İran’la geçmişten gelen siyasi, sosyal dolayısıyla toplumsal rekabet edebi sahada da geçerli midir? Bu sorunun en doğru cevabını edebiyat ürünlerinde bulabiliriz. Bu minvalde yakın zamanda çevirmen Zeynep Özel’in, hem çok yakın hem çok uzak kaldığımız komşumuz İran’dan Erdem Yayınları için hazırladığı öykü seçkisine bakmak isteyebilirsiniz. Seçkinin kaynağı Hasan Mîr Âbîdîni'nin İran’ın 80 yıllık Kısa Öykücülüğü -Heştad Sâl-i Dâstân-i Kûtâh-ı İran- kitabı. Zeynep Özel tarafından çevrilen öykülerden bazılarını daha önce dergilerde okudunuz. Bazılarını da ilk kez bugün okuyucusunun beğenisine sunduğumuz Çağdaş İran Öyküleri Seçkisi’nde okuyacaksınız. Aynı zamanda kitapta yer alan Perde Arası bölümleriyle modern İran öyküsü ve yazarlarının seyrini de izleyeceksiniz.
Öyküler ve yazarları sırasıyla Daş Âkil, Sâdık Hidâyet; Cam Göz, Sâdık Çûbek; Gîle, Merd, Bozorg Alevî; Kime Selâm Vereyim? Sîmîn Dânişver; Fotoğrafçı, Muhammed Muhammed Ali; Ben de Che Guevara’yım Goli Tarakkî; Kutlu Tören, Celâl Âl-i Ahmed; Mohre-i Mar, Mahmûd İtimâdzâde; Adam, Mahmûd Devletâbâdi; Ferruliga Sadreddivan-ı Gülçehre Hanım, Şehrnûş Pârsîpûr; Rüzgâr Getirdiğini Götürmüyor, Nâdir İbrâhîmi; Salonlar, Gazâle-i Alizâde; Yarışma, Nâhîd Tabatabâî; Uzun Gece, Moniru Ravanipur.
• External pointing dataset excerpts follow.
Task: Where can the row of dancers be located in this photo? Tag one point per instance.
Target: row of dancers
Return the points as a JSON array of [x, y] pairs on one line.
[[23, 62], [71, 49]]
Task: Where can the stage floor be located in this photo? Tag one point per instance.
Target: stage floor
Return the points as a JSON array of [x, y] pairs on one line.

Zeynep Özel’in de önsözde altını çizdiği gibi Öyküleri okurken -Celâl Âl-i Ahmed’in ‘Kutlu Tören’ hikâyesindeki kıyafet inkılâbı gibi- İran’la aslında ne kadar çok benzer noktamız olduğuna ve ortak geçmişimize tanık olacaksınız. Her bir yazarın en doğal hâliyle kaleme aldığı meramını coşkuyla, neşeyle, sevinçle ve kederle ve hüzünle okuyacaksınız. O kadar ki sinemada bir İran filmi izlediğiniz zannına kapılabilirsiniz. O an kısa bir aydınlanma da yaşayacaksınız; evet o filmlerin kaynağı bu hikâyeler.